Wednesday, 28 October 2015

What is it with Nazis and Irish Stout?

First there was the deeply disturbing Nazi Guinness posters, now I've seen that one of the Beamish family married Hermann Göring:
“Carin was the great-great- granddaughter of William Beamish and her mother was Swedish – she met Goering in Sweden in 1920 and they married and settled in Munich, where she joined the Nazi party and she helped Goering escape after the failed Beer Hall putsch”

The report in the paper seems to contain a number of inaccuracies, as this link shows that Carin Göring's maiden name wasn't Beamish. But still, she was a direct descendant of the founder, and she did become an enthusiastic Nazi.

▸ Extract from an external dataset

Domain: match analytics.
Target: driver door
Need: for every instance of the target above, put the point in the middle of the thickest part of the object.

This lead me to checking out the other big Irish stout to see if it too had a Nazi taint, but you'll be pleased to here the Murphys are militant anti-Nazis


  1. In 1945 Eamon De Valera, the Irish President, went to the German embassy in Dublin and signed the condolence book when Hitler shot himself in his bunker.

    1. De Valera was Taoiseach in 1945, not President, and condolences on the death of a foreign leader is normal protocol. Though I think that incident was one of several slightly childish shows of independence in the gap between Ireland adopting the constitution of a republic in 1937 and the UK recognising it in 1949.

      I'd be reasonably sure that Guinness's overtures to Nazi Germany were handled by company headquarters in London.

      And Carin, well, European high society in thrall to the Nazis isn't exactly news, and I gather she was a long way from her great-grandfather's brewing business. It's not like she was first in line to the throne, sorry, board of directors.

    2. Taoiseach?

      "Curry my yoghurt can coca coalyer"

  2. Irish nationalism, like all forms of nationalism, is a reactionary ideology for which I have no time. So I also take a dim view of people quoting bigoted pricks from the DUP. As to whether the Irish, British, or Swedish ruling class were more pro-nazi I don't really care, as I've no time for any of them either.

    But back to the stout. As a beer nerd the Beamish thing was enough to arouse my curiosity, though the link is indeed over egged.

  3. Maybe because - as one of the English teachers at our school said to a South African - it's mostly black but the white minority is still on top.